Creating Files and Directories

mkdir

  • mkdir creates a directory. An useful flag is -p which creates the entire path of directories (in case they don't exist):
$ mkdir -p <DIRNAME>

cp

  • Copying directory trees is done with cp. The flag -a is used to preserve all metadata:
$ cp -a <ORIGIN> <DEST>
  • Interestingly, commands enclosed in $() can be run and then the output of the commands is substituted for the clause and can be used as a part of another command line:
$ cp $(ls -rt *.txt | tail -10) <DEST>

pushd and popd

  • The pushd command saves the current working directory in memory so it can be returned to at any time, optionally changing to a new directory:
$ pushd ~/Desktop/
  • The popd command returns to the path at the top of the directory stack.

ln

  • Files can be linked with different names with the ln. To create a symbolic (soft) link you can use the flag -s:
$ ln -s <TARGET> <LINKNAME>

dd

  • dd is used for disk-to-disk copies, being useful for making copies of raw disk space. For example, to back up your Master Boot Record (MBR):
$ dd if=/dev/sda of=sda.mbr bs=512 count=1
  • To use dd to make a copy of one disk onto another:
$ dd if=/dev/sda of=/dev/sdb

Network and Admin

du

  • du shows how much disk space is used for each file:
$ du -sha
  • To see this information sorted and only the 10 largest files:
$ du -a | sort -rn | head -10
  • To determine which subdirectories are taking a lot of disk space:
$ du --max-depth=1  | sort -k1 -rn

df

  • df shows how much disk space is used on each mounted filesystem. It displays five columns for each filesystem: the name, the size, how much is used, how much is available, percentage of use, and where it is mounted. Note the values won't add up because Unix filesystems have reserved storage blogs which only the root user can write to.
$ df -h

ifconfig

  • You can check and configure your network interface with:
$ ifconfig
  • In general, you will see the following devices when you issue ifconfig:

    • eth0: shows the Ethernet card with information such as: hardware (MAC) address, IP address, and the network mask.
    • lo: loopback address or localhost.
  • ifconfig is supposed to be deprecated. See my short guide on ip-netns.

dhclient

  • Linux has a DHCP server that runs a daemon called dhcpd, assigning IP address to all the systems on the subnet (it also keeps logs files):
$ dhclient

dig

  • dig is a DNS lookup utility (similar to dnslookup in Windows).

netstat

  • netstat prints the network connections, routing tables, interface statistics, among others. Useful flags are -t for TCP, -u for UDP, -l for listening, -p for program, -n for numeric.
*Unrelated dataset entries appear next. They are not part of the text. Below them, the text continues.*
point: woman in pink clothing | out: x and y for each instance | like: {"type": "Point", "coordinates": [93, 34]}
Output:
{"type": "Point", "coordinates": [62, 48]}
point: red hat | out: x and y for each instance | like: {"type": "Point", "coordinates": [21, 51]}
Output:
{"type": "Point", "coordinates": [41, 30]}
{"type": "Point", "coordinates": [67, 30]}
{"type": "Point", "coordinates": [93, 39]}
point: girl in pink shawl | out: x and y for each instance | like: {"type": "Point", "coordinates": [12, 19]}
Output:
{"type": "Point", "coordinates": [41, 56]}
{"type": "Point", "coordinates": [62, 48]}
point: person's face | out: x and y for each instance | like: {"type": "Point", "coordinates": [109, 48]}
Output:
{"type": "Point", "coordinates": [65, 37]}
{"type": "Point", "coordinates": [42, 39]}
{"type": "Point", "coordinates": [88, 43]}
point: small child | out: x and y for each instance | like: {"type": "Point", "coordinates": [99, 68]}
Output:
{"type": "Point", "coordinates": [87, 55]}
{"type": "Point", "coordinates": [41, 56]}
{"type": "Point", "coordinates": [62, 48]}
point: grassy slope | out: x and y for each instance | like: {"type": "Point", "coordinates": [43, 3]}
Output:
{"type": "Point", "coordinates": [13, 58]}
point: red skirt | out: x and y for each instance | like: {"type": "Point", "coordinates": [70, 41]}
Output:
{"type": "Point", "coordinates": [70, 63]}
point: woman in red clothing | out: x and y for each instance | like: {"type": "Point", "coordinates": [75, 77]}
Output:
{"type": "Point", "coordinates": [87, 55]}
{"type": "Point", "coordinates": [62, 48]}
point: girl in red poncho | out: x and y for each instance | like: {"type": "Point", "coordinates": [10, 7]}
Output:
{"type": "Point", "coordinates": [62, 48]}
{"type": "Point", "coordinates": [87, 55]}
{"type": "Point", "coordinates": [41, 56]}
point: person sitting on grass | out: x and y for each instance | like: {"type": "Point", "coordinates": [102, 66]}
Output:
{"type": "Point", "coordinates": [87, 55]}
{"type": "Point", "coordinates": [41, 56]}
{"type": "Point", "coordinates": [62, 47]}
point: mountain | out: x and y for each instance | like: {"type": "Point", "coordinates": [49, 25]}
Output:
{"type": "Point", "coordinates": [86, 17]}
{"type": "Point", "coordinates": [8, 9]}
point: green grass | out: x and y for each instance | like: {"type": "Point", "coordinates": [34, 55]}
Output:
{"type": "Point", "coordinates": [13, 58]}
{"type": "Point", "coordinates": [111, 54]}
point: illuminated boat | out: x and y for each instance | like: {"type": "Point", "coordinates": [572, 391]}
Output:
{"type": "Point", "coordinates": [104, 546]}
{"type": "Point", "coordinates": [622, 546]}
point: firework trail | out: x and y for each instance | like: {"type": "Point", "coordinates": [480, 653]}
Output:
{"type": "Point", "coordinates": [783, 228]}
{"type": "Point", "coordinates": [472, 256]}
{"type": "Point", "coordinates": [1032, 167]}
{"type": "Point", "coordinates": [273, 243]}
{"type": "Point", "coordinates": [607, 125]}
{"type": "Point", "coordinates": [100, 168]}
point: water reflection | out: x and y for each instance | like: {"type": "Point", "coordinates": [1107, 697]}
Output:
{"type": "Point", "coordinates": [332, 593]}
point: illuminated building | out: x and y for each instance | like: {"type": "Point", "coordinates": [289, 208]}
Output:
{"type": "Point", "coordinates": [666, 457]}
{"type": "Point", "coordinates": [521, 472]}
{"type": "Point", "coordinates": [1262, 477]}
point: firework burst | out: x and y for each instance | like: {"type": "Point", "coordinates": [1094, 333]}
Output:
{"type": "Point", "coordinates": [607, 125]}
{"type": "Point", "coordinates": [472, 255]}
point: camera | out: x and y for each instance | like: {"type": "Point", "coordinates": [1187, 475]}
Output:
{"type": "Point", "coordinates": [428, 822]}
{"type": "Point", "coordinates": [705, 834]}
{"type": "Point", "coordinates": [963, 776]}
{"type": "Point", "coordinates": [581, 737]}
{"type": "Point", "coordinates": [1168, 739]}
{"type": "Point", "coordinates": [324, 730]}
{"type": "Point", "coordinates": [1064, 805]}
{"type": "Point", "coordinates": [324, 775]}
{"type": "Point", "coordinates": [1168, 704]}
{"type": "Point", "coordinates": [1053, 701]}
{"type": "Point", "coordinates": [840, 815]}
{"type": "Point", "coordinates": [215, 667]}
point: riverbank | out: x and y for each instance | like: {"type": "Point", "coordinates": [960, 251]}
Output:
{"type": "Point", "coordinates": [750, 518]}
For example:
$ netstat -tulpn

netcat, telnet and ssh

  • To connect to a host server, you can use netcat (nc) and telnet. To connect under an encrypted session, ssh is used. For example, to send a string to a host at port 3000:
$ echo 4wcYUJFw0k0XLShlDzztnTBHiqxU3b3e | nc localhost 3000
  • To telnet to localhost at port 3000:
$ telnet localhost 3000

lsof

  • lsof lists open files (remember that everything is considered a file in Linux):
$ lsof <STRING>
  • To see open TCP ports:
$ lsof | grep TCP
  • To see IPv4 port(s):
$ lsof -Pnl +M -i4
  • To see IPv6 listing port(s):
$ lsof -Pnl +M -i6

Useful Stuff

echo

  • echo prints its arguments as output. It can be useful for pipeling, and in this case you use the flag -n to not output the trailing new line:
    $ echo -n <FILENAME>

  • echo can be useful to generate commands inside scripts (remember the discussion about file descriptor):

$ echo 'Done!' >&2
  • Or to find shell environment variables (remember the discussion about them):
$ echo $PATH
  • Fir example, we can send the current date information to a file:
$ echo Completed at $(date) >> log.log

bc

  • A calculator program is given by the command bc The flag -l stands for the standard math library:
$ bc -l
  • For example, we can make a quick calculation with: $ echo '2*15454' | bc 30908

w, who, finger, users

  • To find information about logged users you can use the commands w, who, finger, and users.

Regular Expression 101

  • Regular expressions (regex) are sequences of characters that forms a search pattern for use in pattern matching with strings.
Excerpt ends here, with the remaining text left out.